Info
transplantation procedure (for Allo HSCT)
Pre-Tx conditioning regimen goal:
immunosuppression to allow donor cell engraftment & anti-tumor efficacy to ↓ relapse risk. Type and dose of agents determine this balance.
Myeloablative conditioning:
high-dose chemo and/or total body irradiation.
- Low relapse rates,
- high immunosuppression,
- higher transplant-related morbidity.
Reduced-intensity conditioning (“RIC”):
- lower dose of chemo →
- ↓ transplant-related morbidity/mortality,
- but ↑ relapse b/c it relies more on GVT effect
- (Blood 2015;126:23).
- Allows allo HSCT
- for older adults (>60) or
- Pts w/ comorbidities.
Sources of hematopoietic stem cells (NEJM 2012;367:1487)
Bone marrow (BM):
- original source
- preferred in non-malignant disease,
- ↓ GVHD rates
Peripheral blood stem cells (PBSC):
- easier to collect
- more commonly used
- BM vs.
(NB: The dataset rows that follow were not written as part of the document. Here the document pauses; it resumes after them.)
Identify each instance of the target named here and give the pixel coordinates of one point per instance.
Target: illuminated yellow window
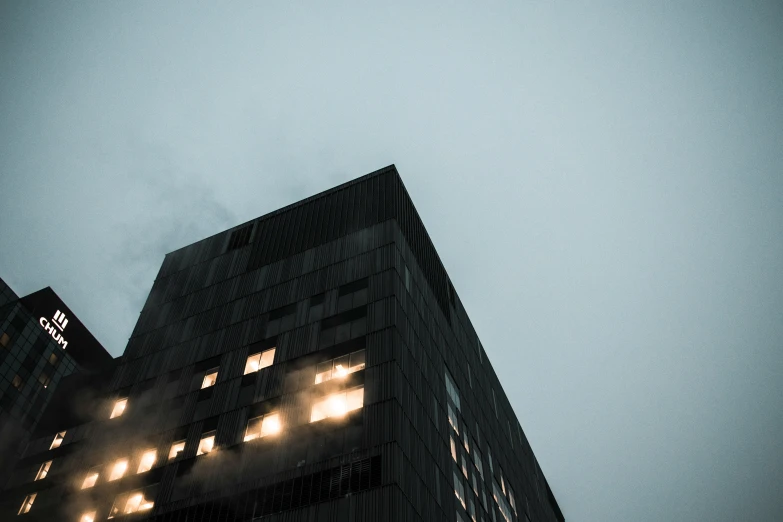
(206, 443)
(58, 439)
(119, 408)
(27, 504)
(259, 360)
(262, 426)
(176, 449)
(43, 470)
(118, 469)
(209, 378)
(90, 479)
(340, 367)
(133, 502)
(337, 404)
(147, 461)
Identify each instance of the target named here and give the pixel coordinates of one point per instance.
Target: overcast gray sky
(601, 179)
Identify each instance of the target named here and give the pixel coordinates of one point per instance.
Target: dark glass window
(352, 295)
(316, 308)
(281, 320)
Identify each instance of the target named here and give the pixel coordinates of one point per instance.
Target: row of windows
(500, 494)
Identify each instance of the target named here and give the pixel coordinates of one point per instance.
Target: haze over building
(315, 363)
(42, 343)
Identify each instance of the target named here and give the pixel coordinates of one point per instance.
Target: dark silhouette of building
(41, 343)
(314, 364)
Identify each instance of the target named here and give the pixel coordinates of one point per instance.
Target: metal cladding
(314, 364)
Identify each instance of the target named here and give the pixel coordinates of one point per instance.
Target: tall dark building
(314, 364)
(41, 343)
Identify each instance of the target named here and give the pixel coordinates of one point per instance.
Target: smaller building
(42, 342)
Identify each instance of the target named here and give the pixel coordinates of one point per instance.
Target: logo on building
(55, 327)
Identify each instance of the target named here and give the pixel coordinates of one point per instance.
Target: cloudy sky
(601, 179)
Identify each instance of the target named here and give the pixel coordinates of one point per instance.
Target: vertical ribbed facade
(314, 364)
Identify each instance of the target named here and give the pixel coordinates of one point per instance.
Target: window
(206, 443)
(316, 308)
(119, 408)
(511, 499)
(489, 459)
(452, 390)
(459, 489)
(209, 378)
(339, 367)
(477, 461)
(133, 501)
(263, 425)
(90, 479)
(147, 461)
(281, 320)
(58, 439)
(259, 360)
(240, 237)
(44, 378)
(343, 327)
(43, 470)
(27, 504)
(503, 506)
(352, 295)
(176, 448)
(452, 418)
(337, 404)
(118, 469)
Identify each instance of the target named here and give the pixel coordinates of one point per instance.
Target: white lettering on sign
(58, 322)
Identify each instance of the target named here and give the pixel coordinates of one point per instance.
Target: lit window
(27, 504)
(176, 449)
(262, 426)
(452, 418)
(147, 461)
(477, 461)
(132, 502)
(209, 378)
(118, 469)
(459, 489)
(43, 470)
(90, 479)
(451, 389)
(337, 404)
(206, 444)
(119, 408)
(58, 439)
(259, 360)
(340, 367)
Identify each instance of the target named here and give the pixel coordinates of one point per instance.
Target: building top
(66, 329)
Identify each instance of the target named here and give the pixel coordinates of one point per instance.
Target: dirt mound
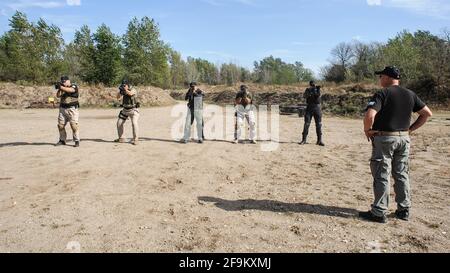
(342, 100)
(17, 96)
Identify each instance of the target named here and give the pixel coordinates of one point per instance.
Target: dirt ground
(162, 196)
PBSC ≈ survival
- BM ↓ chronic GVHD, PBSC ↓ graft failure
- faster engraftment
Umbilical cord blood stem cells (UCB): see above in Types of Allo HSCT
Engraftment:
- (ANC) recovers to 500/µL w/in
- 2 wk w/ PBSC
- 2.5 wk w/ BM
- 4 wk w/ UCB
- G-CSF accelerates recovery by 3–5 d in all scenarios.